No one can know what these words signify unless he knows that by Peter is signified faith from charity, and also faith without charity. Faith from charity in the church, when it commences, and faith without charity when the church declines; thus that Peter, when he was young, signifies the faith of the church in its commencement, and when he was old, the faith of the church at its end; and that by girding himself and walking is signified to learn truths and live according to them. It is evident therefore that by these words, "When thou wast young thou girdedst thyself and walkedst whither thou wouldest," is signified that the church in its beginning would be instructed in truths which are from good, and thereby be led of the Lord; and that by these words, "When thou art old, thou shalt stretch forth thine hands, and another shall gird thee, and lead thee whither thou wouldest not," is signified that the church at its end would not know truths, but falsities which pertain to faith without charity, and be led thereby. To gird himself signifies to be instructed in truths, the same as being clothed; for garments signify truths, clothing good, as may be seen above (n. 195, 395, 637). And to walk signifies to live according to them, as may also be seen above (n. 97). Hence to gird himself and walk whither he would, signifies to exercise free circumspection, and to see truths, and do them. But to stretch forth the hands, signifies not to be in that freedom; for the hands signify the power of truth from the understanding and perception thereof; and to stretch forth the hands, signifies not to have that power, nor thence the liberty of thinking and seeing truth. Another shall gird thee, and lead thee whither thou wouldest not, signifies to acknowledge for truth what another dictates, and not to see for himself, as is the case at this day with the religion of faith alone. Hence, then, this faith also is meant by Peter.

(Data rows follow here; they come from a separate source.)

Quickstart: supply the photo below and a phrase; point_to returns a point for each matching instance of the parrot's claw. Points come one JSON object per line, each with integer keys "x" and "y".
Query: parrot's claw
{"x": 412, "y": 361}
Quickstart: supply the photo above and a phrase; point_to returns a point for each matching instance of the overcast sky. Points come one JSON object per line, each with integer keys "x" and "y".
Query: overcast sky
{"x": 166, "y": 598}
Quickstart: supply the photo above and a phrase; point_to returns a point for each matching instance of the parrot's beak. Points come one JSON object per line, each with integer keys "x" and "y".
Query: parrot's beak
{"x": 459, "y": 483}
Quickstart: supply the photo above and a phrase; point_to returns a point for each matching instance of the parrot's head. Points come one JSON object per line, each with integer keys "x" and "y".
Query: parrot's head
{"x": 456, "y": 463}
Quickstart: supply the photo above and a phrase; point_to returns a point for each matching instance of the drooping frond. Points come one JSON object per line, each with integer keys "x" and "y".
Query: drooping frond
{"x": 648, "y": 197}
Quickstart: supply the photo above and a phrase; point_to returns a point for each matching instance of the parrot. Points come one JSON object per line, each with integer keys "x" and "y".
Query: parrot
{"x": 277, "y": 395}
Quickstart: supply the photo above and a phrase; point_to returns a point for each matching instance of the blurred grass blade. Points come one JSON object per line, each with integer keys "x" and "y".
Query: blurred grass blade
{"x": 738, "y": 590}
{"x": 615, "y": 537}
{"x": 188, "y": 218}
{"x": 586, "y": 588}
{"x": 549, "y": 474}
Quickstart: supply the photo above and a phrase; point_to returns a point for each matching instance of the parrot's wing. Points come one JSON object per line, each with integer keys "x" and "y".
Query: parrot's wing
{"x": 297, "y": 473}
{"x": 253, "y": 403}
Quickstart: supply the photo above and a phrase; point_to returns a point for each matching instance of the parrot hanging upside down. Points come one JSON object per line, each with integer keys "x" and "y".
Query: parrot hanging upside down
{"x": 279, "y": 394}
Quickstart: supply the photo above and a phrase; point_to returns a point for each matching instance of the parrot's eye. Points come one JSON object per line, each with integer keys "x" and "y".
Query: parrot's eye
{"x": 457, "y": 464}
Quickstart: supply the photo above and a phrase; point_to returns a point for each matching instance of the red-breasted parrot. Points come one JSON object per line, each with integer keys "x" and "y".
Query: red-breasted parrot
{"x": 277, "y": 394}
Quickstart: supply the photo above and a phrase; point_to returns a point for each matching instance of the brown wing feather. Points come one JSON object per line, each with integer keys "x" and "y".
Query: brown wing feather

Therefore it is said, that Peter turning about saw the disciple whom Jesus loved, following, and said of him, "But what shall this man do?" Also that Jesus said to Peter, "What is that to thee?" By the disciple following Jesus, is signified goods of life, which are good works; that these should not perish to the end of life, is signified by the words following.
 From these things it is evident, that by Peter is also signified faith separate from charity, as also when,
"He denied the Lord thrice" (Matthew 26:69-75; Mark 14:29-31, 54, 66-72; Luke 22:33, 34, 50, 51, 55-62; John 13:36-38; 18:16-18, 25-27).
"When the Lord turning away from Peter, said to him, Get thee behind me, Satan. Thou art an offence unto me; for thou savourest not the things which are of God, but those that be of men" (Matthew 16:21-23).
And when the Lord said to him,
"Simon, Simon, lo, Satan hath desired to have you, that he might sift you as wheat" (Luke 22:31).
All these things have been adduced that it may be known, that by Peter, in the representative sense, in the Evangelists, is signified truth from good, which is from the Lord; also faith from charity; and, in the opposite sense, truth separate from good, which in itself is falsity; also faith separate from charity, which in itself is not faith.